I've intentionally held off on covering this topic because Conditional Access policies are nearly impossible to standardize. Every organization's environment, risk tolerance, and goals are different, so trying to define a "one-size-fits-all" approach never really works.

Even the term baseline tends to cause confusion. What starts out as a flexible reference point often gets treated like a strict rulebook, even though that's rarely what the creators intended.

With that in mind, this isn't a baseline or an official recommendation. It's simply a look at the policies I use in practice. Take what fits, leave what doesn't.

Assignment philosophy

Apply broadly, exclude narrowly.

If you assign to static groups, you've made yourself a static problem.
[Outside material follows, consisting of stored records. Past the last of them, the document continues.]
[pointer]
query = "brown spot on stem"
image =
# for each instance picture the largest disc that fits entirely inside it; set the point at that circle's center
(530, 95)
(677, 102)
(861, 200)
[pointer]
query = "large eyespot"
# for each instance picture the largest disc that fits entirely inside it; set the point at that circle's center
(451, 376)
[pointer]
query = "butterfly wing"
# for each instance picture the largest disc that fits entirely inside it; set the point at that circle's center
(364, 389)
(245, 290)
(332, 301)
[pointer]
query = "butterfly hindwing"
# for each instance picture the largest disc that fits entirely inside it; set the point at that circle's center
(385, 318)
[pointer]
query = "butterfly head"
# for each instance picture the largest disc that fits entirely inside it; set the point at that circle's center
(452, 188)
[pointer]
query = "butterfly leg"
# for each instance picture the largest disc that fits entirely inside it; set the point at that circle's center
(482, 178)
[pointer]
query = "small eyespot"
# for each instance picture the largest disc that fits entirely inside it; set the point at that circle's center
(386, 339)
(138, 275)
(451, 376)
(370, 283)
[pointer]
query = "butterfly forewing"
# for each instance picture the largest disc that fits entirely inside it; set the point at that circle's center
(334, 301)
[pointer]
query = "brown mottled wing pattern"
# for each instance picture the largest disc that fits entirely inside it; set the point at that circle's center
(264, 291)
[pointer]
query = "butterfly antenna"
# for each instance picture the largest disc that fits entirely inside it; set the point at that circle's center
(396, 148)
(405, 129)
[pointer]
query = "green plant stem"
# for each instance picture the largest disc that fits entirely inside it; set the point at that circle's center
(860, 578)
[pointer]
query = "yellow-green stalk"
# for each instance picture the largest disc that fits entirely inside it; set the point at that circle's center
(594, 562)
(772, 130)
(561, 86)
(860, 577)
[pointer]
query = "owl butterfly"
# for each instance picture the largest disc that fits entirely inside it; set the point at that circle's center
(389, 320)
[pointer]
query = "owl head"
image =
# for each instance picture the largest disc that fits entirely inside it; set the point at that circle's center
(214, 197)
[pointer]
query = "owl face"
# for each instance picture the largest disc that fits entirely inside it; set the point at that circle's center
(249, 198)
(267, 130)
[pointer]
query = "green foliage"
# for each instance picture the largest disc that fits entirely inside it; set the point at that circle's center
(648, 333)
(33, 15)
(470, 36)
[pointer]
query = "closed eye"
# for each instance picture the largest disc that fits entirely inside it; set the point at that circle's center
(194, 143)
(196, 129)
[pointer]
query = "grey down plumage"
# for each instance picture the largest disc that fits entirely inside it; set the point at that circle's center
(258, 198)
Even if it's a dynamic group, there might be times where for whatever reason a user isn't quite fitting the rule, and it may as well have been an "all users" assignment from the start anyway.

Note: Where specific property types aren't configured, that means it will apply to everything. In "MFA all users all resources", I'm not configuring any network or conditions. It simply means it applies to all users regardless of other possible login routes.

Policies I use

More detail on each individual policy will be posted as a follow-up. In the meantime, the short list below is the shape of what I recommend starting from:

  • CA01 - MFA all users all resources. Require MFA for every sign-in, with narrow service-account exclusions only.
  • Block legacy authentication. Kill basic auth everywhere. No exceptions worth making in 2025.
  • Require compliant or hybrid-joined device for managed apps. Keep corporate data on trusted endpoints.
  • Require MFA for admins (always). A second layer even when broader MFA is weakened by exclusions.
  • Risky sign-in and risky user policies. Let Identity Protection escalate instead of blocking by default.
  • Session controls for web. Sign-in frequency and persistent browser limits for high-value apps.

A note on exclusions

Every policy needs a break-glass path. Maintain at least two cloud-only Global Admin accounts, excluded from MFA and location policies, with long random passwords stored in a vault and alerts on sign-in. Test that access quarterly. A policy you can't safely undo is a policy that will eventually lock you out at the worst possible time.